Even if you don’t have visibility into cross-functional opportunities, find ways to be a superstar in your day job and look for performance enhancement projects within your department. Start thinking about a few projects or ideas you can present to your boss. In the spirit of planning, be sure you’ve done your research and can make a business case for your ideas. If you can tie your project to reducing expenses, helping the company to perform at a higher level, or grow revenues, you will be touching on the magic keys that will unlock your boss’s mind and maybe open doors you hadn’t expected.

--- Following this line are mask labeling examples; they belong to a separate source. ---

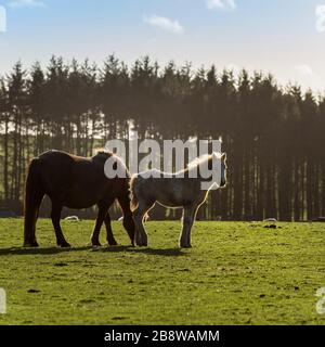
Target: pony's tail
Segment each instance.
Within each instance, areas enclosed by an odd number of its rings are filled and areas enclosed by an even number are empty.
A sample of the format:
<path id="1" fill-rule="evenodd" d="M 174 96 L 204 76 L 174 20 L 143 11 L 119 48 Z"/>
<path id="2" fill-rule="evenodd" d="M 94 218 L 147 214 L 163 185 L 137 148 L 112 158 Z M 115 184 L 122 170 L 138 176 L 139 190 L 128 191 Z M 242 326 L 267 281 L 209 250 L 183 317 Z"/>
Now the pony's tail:
<path id="1" fill-rule="evenodd" d="M 133 175 L 130 180 L 130 198 L 131 198 L 131 210 L 133 211 L 138 205 L 138 196 L 136 196 L 136 182 L 138 182 L 138 176 Z"/>
<path id="2" fill-rule="evenodd" d="M 37 246 L 35 237 L 35 223 L 38 215 L 39 205 L 43 197 L 40 180 L 39 159 L 34 158 L 28 167 L 25 185 L 24 205 L 24 246 Z"/>

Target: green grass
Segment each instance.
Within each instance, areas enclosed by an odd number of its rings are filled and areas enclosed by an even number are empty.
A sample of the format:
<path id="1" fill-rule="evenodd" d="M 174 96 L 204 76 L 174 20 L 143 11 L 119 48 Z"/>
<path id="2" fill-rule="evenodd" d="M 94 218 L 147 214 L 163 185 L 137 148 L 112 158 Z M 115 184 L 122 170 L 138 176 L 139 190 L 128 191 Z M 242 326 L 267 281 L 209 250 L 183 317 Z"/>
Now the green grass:
<path id="1" fill-rule="evenodd" d="M 23 220 L 0 220 L 0 324 L 324 324 L 325 224 L 196 222 L 179 249 L 180 222 L 147 222 L 150 247 L 87 246 L 91 221 L 62 222 L 70 249 L 38 222 L 24 249 Z M 116 239 L 129 241 L 119 222 Z M 102 231 L 104 242 L 104 230 Z"/>

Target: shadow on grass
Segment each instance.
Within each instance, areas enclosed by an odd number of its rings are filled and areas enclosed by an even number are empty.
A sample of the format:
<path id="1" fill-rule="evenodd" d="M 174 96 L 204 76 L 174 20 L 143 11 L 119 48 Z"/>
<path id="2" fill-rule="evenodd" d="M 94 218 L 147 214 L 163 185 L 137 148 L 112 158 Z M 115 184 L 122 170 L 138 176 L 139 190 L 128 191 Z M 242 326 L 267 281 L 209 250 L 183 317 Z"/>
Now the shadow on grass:
<path id="1" fill-rule="evenodd" d="M 23 247 L 11 247 L 11 248 L 2 248 L 0 249 L 0 257 L 8 256 L 8 255 L 36 255 L 36 254 L 43 254 L 43 255 L 51 255 L 51 254 L 58 254 L 64 252 L 80 252 L 92 249 L 92 246 L 82 246 L 82 247 L 70 247 L 70 248 L 60 248 L 60 247 L 36 247 L 36 248 L 23 248 Z"/>
<path id="2" fill-rule="evenodd" d="M 153 256 L 166 256 L 166 257 L 179 257 L 184 256 L 185 253 L 183 253 L 180 248 L 130 248 L 129 252 L 133 253 L 143 253 L 148 254 Z"/>
<path id="3" fill-rule="evenodd" d="M 92 252 L 108 252 L 108 253 L 142 253 L 155 256 L 166 256 L 166 257 L 179 257 L 183 256 L 184 253 L 180 248 L 136 248 L 134 246 L 108 246 L 108 247 L 92 247 L 92 246 L 81 246 L 81 247 L 70 247 L 70 248 L 60 248 L 60 247 L 36 247 L 36 248 L 24 248 L 24 247 L 11 247 L 0 249 L 0 257 L 8 255 L 53 255 L 66 252 L 80 252 L 80 250 L 92 250 Z"/>

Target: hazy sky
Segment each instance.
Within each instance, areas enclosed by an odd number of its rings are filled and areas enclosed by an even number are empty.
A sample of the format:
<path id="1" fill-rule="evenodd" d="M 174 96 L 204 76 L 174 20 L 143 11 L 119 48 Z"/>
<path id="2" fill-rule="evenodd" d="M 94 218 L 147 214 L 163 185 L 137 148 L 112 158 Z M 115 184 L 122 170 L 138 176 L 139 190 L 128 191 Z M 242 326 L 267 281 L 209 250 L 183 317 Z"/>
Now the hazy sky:
<path id="1" fill-rule="evenodd" d="M 145 54 L 160 63 L 213 63 L 325 90 L 325 0 L 0 0 L 0 31 L 6 12 L 1 75 L 20 59 L 26 67 L 52 54 L 102 63 L 115 52 L 127 63 Z"/>

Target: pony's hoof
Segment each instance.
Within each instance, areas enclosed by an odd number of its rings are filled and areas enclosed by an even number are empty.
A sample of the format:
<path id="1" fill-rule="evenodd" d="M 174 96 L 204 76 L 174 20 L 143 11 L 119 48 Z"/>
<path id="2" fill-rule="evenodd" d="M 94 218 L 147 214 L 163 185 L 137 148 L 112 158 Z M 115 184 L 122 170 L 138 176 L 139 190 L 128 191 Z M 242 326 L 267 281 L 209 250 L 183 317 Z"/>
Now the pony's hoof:
<path id="1" fill-rule="evenodd" d="M 57 244 L 57 246 L 61 248 L 69 248 L 72 245 L 67 242 L 62 242 L 62 243 Z"/>
<path id="2" fill-rule="evenodd" d="M 34 242 L 25 242 L 24 243 L 24 247 L 25 248 L 36 248 L 36 247 L 39 247 L 37 241 L 34 241 Z"/>
<path id="3" fill-rule="evenodd" d="M 101 247 L 102 246 L 102 244 L 100 242 L 92 242 L 91 245 L 93 247 Z"/>
<path id="4" fill-rule="evenodd" d="M 192 245 L 180 245 L 181 248 L 192 248 Z"/>

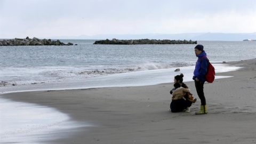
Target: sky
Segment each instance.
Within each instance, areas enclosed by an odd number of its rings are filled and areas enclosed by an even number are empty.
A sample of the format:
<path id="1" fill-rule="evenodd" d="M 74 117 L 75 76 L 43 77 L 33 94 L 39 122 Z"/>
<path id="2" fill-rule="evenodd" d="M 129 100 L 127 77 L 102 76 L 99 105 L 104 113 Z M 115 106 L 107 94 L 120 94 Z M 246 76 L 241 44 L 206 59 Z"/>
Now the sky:
<path id="1" fill-rule="evenodd" d="M 256 32 L 256 0 L 0 0 L 0 38 Z"/>

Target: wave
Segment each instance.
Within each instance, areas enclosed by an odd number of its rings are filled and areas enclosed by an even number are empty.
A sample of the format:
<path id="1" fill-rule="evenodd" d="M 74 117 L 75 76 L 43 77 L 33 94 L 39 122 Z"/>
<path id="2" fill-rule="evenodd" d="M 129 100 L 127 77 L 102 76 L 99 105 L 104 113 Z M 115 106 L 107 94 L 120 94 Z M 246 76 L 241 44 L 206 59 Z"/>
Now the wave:
<path id="1" fill-rule="evenodd" d="M 30 68 L 15 68 L 17 73 L 22 74 L 13 78 L 13 75 L 9 74 L 5 69 L 5 76 L 12 77 L 12 79 L 5 79 L 0 82 L 0 86 L 33 85 L 42 83 L 62 82 L 70 79 L 81 79 L 109 75 L 130 73 L 133 71 L 169 69 L 175 67 L 187 67 L 193 65 L 189 62 L 174 62 L 173 63 L 159 63 L 148 62 L 135 66 L 111 66 L 106 67 L 98 66 L 84 67 L 84 66 L 66 67 L 45 67 Z M 109 66 L 108 67 L 110 67 Z M 33 71 L 33 73 L 31 73 Z"/>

Again, going above and beyond your expected job description gives you a different kind of visibility. It shows that you are a problem solver. Managers are used to people bringing problems to them and rarely see people who can see the business from a larger perspective and deliver suggestions for opportunities.
The methodical approach to career development
Very often, knowing the right things to do to advance your own career and then taking a methodical approach to discovery, research, and planning is a bit like going on a diet. In the beginning, people are enthused, but when they realize that the steps required to achieve their goals can be somewhat routine and challenging. When they realize that an efficient process takes a lot of discipline and follow-through, they start slacking. Like dieting, it takes some rigor and discipline to realize your loftier goals. However, if you approach it with determination and resiliency, career growth change is possible. It’s a choice. The result of the choice to invest in yourself: A tremendously fulfilling career.